An Accidental Protester

This past January, I spent a cold, wet, and fabulous week in Paris. One evening while strolling along the Left Bank, sauntering in the shadows of the imposing grandeur of L’Hôtel National des Invalides, I found myself caught up in a massive wave of protesters, who were dispersing from a demonstration in front of the Eiffel Tower. The crowd moved like a protean organism through the narrow Parisian streets, growing in immensity as other protest groups siphoned into the throng from criss-crossing thoroughfares.
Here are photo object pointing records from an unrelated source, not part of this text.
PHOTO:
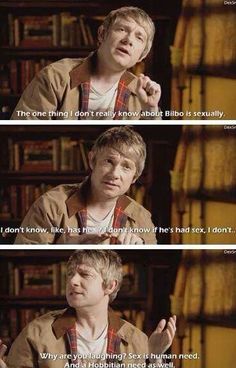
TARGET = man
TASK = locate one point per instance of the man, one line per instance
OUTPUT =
(98, 87)
(96, 211)
(88, 331)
My French is not nearly what it once was, so I had difficulty discerning the gist of the chants and call-and-response rallying cries, but I still read hieroglyphics with relative fluency. Looking at the protesters’ signs decorated with stick-figured, perfectly gendered families (i.e., a tall stick-figure man holding hands with a tall stick-figure woman, flanked by one each stick-figure girl-child and stick-figure boy-child), I knew that this was not a protest among which I wanted to be counted.

I tried to extricate myself from the human amoeba, and at every turn, every boulevard, every Rue de Something or Other, I encountered more protesters. I started to make out some of the declarations, such as “Opposition to Gay Marriage is Not Homophobic” and “Paternity, Maternity, Equality,” but I was trapped in a Kafkaesque vortex as I got swept along with the tide of impassioned anti-gay marriage, sign-carrying non-homophobes. Finally, by ducking into a Japanese restaurant and settling down to a glass of Côte du Rhône red wine and a plate of sushi I could watch the protest run its course and leave when the coast was clear. I do hope that as final numbers of participants are tallied, the organizers can subtract one, citing the presence of an accidental protester.
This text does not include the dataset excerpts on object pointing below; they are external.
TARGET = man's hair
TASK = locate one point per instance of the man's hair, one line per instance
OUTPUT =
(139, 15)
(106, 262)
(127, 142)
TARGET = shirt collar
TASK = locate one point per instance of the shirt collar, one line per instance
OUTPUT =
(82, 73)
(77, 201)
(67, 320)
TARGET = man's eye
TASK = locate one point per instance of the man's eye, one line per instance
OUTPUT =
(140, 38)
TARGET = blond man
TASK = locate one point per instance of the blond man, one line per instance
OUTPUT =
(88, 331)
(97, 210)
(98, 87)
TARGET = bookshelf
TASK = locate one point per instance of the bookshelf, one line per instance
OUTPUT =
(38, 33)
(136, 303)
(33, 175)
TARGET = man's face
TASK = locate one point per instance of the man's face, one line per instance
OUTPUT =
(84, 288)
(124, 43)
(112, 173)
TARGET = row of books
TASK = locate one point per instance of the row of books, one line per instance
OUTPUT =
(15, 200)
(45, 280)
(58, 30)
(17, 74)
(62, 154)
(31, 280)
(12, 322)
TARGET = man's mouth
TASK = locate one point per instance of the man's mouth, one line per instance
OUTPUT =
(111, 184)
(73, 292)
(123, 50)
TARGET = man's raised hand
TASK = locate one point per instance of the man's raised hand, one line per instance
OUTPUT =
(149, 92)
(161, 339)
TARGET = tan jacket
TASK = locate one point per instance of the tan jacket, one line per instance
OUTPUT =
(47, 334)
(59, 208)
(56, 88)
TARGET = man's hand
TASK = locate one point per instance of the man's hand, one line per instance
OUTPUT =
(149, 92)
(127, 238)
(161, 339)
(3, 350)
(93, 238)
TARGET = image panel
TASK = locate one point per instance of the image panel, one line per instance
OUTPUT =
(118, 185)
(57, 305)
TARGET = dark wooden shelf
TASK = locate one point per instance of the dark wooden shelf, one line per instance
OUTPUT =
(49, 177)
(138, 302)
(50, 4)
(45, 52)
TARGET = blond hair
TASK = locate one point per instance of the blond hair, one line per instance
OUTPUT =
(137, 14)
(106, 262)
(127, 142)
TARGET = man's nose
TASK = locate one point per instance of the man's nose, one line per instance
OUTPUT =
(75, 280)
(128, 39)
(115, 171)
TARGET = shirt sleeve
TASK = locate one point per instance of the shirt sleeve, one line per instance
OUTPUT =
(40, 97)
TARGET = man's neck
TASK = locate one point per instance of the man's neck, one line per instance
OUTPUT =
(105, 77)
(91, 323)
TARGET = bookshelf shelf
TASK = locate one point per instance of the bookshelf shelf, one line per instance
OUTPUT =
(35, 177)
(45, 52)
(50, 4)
Just about a week later I was back in the States, and using language I could fully understand, newly inaugurated President Obama referred directly to equality for his “gay brothers and sisters,” citing Stonewall as the flashpoint for the lesbian and gay civil rights movement. It was, as bloggers blogged and twitterers tweeted, an historic occasion. This was the first time a president used the word gay (at least in its same-sex connotation) in an inauguration speech. Even more impressive was the fact that it caused hardly a stir (even among the Fox News pundits).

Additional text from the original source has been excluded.